We must stop using poverty and ignorance to justify the criminal propensity of certain people. A poor man steals bread only when he needs to, a criminal kills people even when he doesn’t need to. The rampant massacres bandits have perpetrated in the Northwestern states and all over the country cannot be explained away with poverty and ignorance. It can be explained by bloodlust.
To continuously demand, stridently, that criminals should be exonerated from their crimes, be pampered so they stop committing crimes while saying nothing of their victims or the justice they deserve can only be a product of delusional thinking or a morbid case of the sin-eater syndrome.
The suggestion by Dr Gumi, in his most recent intervention on behalf of the bandits, that a Ministry of Nomadic Affairs be created to appease these bandits and assuage their rage is disingenuous and dangerous. Dangerous because it would open a door for all sorts of criminal gangs to demand a ministry to appease their own grievances.
Yes, the Amnesty Programme for Niger Delta militants created a precedence Gumi is riding on. Some people had at some point even suggested that Boko Haram members be given the same velvet glove treatment.

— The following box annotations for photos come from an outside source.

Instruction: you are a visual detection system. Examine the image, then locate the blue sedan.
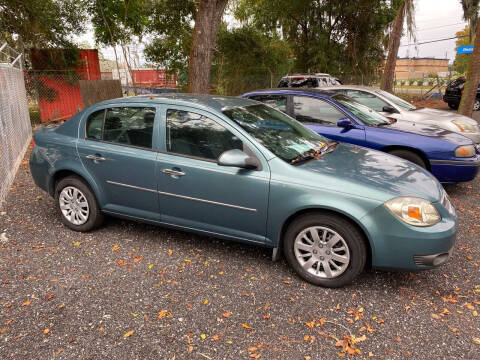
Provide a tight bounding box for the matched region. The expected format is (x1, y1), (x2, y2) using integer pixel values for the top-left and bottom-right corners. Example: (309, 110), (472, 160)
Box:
(242, 89), (480, 183)
(30, 94), (457, 287)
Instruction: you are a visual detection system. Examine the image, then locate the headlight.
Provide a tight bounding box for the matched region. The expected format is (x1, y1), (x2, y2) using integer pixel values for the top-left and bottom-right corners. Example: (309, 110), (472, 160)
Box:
(452, 120), (478, 133)
(455, 145), (475, 157)
(385, 197), (442, 226)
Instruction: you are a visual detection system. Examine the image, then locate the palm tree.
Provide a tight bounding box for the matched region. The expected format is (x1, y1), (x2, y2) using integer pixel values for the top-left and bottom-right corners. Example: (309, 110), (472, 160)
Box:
(380, 0), (415, 92)
(458, 0), (480, 117)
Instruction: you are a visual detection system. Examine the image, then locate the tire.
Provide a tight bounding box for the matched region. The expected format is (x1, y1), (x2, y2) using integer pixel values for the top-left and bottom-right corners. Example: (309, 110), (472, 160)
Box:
(55, 176), (103, 232)
(388, 149), (427, 169)
(473, 99), (480, 111)
(283, 213), (367, 288)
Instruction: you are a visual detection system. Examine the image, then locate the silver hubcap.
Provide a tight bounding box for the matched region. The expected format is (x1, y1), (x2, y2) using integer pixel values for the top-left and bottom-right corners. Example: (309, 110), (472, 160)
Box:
(294, 226), (350, 278)
(58, 186), (90, 225)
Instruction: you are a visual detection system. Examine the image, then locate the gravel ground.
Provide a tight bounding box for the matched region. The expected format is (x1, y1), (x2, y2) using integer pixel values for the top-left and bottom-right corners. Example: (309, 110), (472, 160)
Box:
(0, 147), (480, 360)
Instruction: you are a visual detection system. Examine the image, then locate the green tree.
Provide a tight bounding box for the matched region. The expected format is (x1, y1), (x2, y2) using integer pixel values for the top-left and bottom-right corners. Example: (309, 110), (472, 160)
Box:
(458, 0), (480, 116)
(88, 0), (150, 88)
(235, 0), (395, 83)
(0, 0), (87, 66)
(453, 25), (473, 74)
(213, 24), (292, 95)
(380, 0), (415, 92)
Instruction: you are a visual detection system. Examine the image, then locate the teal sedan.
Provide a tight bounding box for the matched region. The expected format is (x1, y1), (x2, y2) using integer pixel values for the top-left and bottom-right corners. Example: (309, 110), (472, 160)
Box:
(30, 94), (457, 287)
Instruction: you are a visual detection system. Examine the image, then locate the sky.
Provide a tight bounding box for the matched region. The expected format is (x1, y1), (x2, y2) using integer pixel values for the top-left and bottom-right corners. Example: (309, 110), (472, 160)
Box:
(75, 0), (466, 66)
(398, 0), (467, 62)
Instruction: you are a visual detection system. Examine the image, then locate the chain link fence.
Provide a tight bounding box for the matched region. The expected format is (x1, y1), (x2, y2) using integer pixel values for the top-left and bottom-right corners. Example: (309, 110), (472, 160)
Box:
(0, 64), (32, 208)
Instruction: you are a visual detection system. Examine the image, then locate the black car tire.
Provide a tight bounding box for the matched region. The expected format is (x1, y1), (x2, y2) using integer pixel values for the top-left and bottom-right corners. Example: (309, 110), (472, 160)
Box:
(388, 149), (427, 169)
(55, 175), (104, 232)
(283, 212), (367, 288)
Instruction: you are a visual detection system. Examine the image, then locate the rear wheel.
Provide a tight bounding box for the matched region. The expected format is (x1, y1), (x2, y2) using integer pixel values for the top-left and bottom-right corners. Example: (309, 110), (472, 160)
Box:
(55, 176), (103, 232)
(283, 213), (367, 287)
(388, 149), (427, 169)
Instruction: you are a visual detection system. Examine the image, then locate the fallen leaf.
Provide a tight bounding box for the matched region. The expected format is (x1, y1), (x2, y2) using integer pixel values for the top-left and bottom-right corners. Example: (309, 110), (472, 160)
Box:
(123, 330), (135, 339)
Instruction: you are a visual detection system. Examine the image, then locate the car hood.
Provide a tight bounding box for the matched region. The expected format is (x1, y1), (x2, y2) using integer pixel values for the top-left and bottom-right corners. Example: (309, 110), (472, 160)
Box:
(402, 108), (478, 125)
(290, 143), (443, 202)
(382, 119), (472, 145)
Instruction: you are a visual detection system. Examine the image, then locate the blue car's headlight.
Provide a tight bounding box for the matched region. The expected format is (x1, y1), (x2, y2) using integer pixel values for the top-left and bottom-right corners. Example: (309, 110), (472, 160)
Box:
(385, 197), (442, 226)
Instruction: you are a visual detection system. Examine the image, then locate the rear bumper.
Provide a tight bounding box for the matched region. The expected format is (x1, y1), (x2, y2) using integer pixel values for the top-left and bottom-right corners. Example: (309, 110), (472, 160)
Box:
(430, 156), (480, 183)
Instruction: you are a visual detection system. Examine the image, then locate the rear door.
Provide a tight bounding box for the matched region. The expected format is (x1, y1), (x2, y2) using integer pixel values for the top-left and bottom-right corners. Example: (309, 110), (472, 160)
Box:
(77, 104), (160, 220)
(158, 105), (270, 243)
(293, 96), (365, 145)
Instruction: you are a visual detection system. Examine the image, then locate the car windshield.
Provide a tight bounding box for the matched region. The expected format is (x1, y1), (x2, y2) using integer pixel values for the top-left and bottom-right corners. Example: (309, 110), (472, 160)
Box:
(377, 90), (417, 110)
(332, 94), (390, 126)
(223, 104), (328, 163)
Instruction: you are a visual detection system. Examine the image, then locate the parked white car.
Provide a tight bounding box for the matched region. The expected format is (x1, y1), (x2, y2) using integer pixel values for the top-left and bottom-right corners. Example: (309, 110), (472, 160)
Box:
(322, 85), (480, 144)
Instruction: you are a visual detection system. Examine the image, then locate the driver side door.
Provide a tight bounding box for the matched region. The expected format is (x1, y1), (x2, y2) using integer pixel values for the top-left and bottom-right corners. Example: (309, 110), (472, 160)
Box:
(157, 105), (270, 243)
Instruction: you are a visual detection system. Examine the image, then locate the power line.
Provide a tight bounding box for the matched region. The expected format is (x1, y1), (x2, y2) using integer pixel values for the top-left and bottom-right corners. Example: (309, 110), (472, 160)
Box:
(417, 22), (466, 31)
(400, 35), (468, 46)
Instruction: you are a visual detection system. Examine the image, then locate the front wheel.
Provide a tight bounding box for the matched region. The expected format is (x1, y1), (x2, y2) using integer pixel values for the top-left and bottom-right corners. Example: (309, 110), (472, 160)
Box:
(55, 176), (103, 232)
(283, 213), (367, 287)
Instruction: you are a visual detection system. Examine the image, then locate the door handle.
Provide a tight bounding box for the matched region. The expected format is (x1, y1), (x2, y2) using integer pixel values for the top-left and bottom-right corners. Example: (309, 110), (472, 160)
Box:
(85, 155), (105, 161)
(162, 169), (185, 176)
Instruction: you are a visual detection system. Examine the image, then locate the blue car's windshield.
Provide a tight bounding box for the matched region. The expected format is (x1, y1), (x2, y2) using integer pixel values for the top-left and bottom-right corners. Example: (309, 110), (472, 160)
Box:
(332, 94), (390, 126)
(223, 104), (328, 163)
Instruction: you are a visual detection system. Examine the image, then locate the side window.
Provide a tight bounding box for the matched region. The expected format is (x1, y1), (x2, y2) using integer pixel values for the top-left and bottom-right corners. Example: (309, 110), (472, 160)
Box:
(250, 95), (287, 113)
(87, 109), (105, 140)
(293, 96), (346, 126)
(103, 107), (155, 149)
(346, 90), (390, 111)
(167, 109), (244, 160)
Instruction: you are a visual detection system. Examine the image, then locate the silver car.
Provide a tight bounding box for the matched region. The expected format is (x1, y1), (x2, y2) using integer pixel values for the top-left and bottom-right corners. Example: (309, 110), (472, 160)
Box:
(323, 85), (480, 144)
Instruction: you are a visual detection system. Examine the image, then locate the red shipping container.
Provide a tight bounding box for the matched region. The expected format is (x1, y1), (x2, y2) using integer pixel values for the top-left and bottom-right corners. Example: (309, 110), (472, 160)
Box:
(31, 49), (101, 122)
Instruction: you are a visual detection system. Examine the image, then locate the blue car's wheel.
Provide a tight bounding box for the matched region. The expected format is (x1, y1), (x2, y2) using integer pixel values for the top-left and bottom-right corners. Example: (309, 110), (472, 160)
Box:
(55, 176), (103, 231)
(283, 213), (367, 287)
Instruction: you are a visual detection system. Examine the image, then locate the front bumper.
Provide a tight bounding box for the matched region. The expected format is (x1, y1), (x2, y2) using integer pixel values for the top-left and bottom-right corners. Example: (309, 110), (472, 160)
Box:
(361, 203), (458, 270)
(430, 155), (480, 184)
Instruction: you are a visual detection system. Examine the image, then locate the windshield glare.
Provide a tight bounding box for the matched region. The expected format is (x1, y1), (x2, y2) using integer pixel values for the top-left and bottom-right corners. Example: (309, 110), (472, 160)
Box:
(223, 104), (328, 163)
(377, 90), (416, 110)
(332, 94), (390, 126)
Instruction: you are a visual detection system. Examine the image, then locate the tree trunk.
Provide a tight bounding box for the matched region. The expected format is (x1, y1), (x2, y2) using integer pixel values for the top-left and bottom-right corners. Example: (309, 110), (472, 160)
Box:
(188, 0), (228, 94)
(458, 20), (480, 117)
(380, 2), (405, 93)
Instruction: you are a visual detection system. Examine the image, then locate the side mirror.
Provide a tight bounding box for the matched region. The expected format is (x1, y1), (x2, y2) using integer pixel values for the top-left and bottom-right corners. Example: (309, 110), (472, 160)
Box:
(382, 105), (398, 114)
(337, 118), (355, 129)
(217, 149), (258, 170)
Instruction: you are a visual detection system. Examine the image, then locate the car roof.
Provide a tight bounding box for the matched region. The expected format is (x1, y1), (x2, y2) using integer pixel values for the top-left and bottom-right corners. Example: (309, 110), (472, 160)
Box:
(244, 86), (337, 97)
(92, 93), (258, 111)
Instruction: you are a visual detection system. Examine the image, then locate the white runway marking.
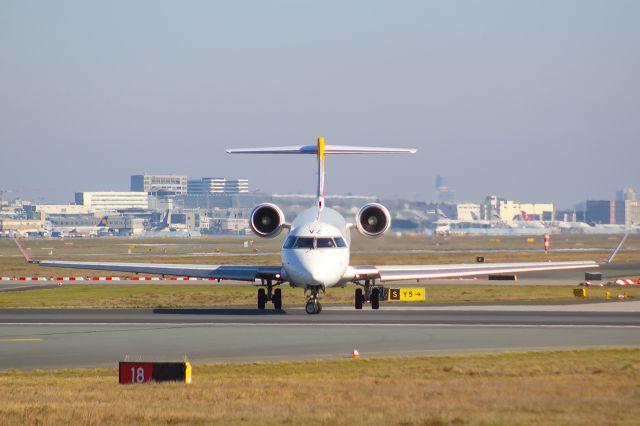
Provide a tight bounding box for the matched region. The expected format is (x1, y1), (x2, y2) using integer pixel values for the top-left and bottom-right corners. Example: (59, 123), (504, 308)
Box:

But the Amnesty programme was a mistake and should not be repeated or encouraged further. Rewarding criminality with payouts may have stemmed the violent agitations in the Niger Delta. It has also created a forum where billions go down the drain, created a generation of people who bribe their ways onto the list of “militants” in exchange for payouts and threaten public peace if these payments are delayed. That is not how to run a country. It was supposed to be a temporary solution.
Now to ask for amnesty to be granted to every person who carries a gun and starts shooting people while the victims remain uncompensated, unacknowledged and unconsoled, will be an even graver mistake.
By this logic, we might as well have a Ministry of ‘Spare Parts Dealers’ Affairs or ‘Dot Nation’ Affairs to tackle IPOB militants and just in case, plan for a Ministry of Weaving Affairs should the Asoke weavers of Okene and the South-Western States decide to engage in criminality. And pray, tell, what ministry shall we create to tackle Boko Haram insurgents?
While this does not exonerate the government from culpability over decades of misrule and neglect that allowed such hordes of criminal minds to form, to band together and to strike, the government should take responsibility for its misgovernance while the criminals must take responsibility for their criminal acts.
All things considered, it would seem Dr Gumi is confusing his role as a cleric with that of a sin-eater, desperate to eat away the sins of a people whose crimes have terrorised a populace, devastated a country and will haunt a generation or two to come. The sins of the bandits are not for the government to forgive with an offer of amnesty or the creation of a ministry. It is for the people who have suffered these heinous crimes, these innocent people who do not feature in Dr Gumi’s obsessive ravings.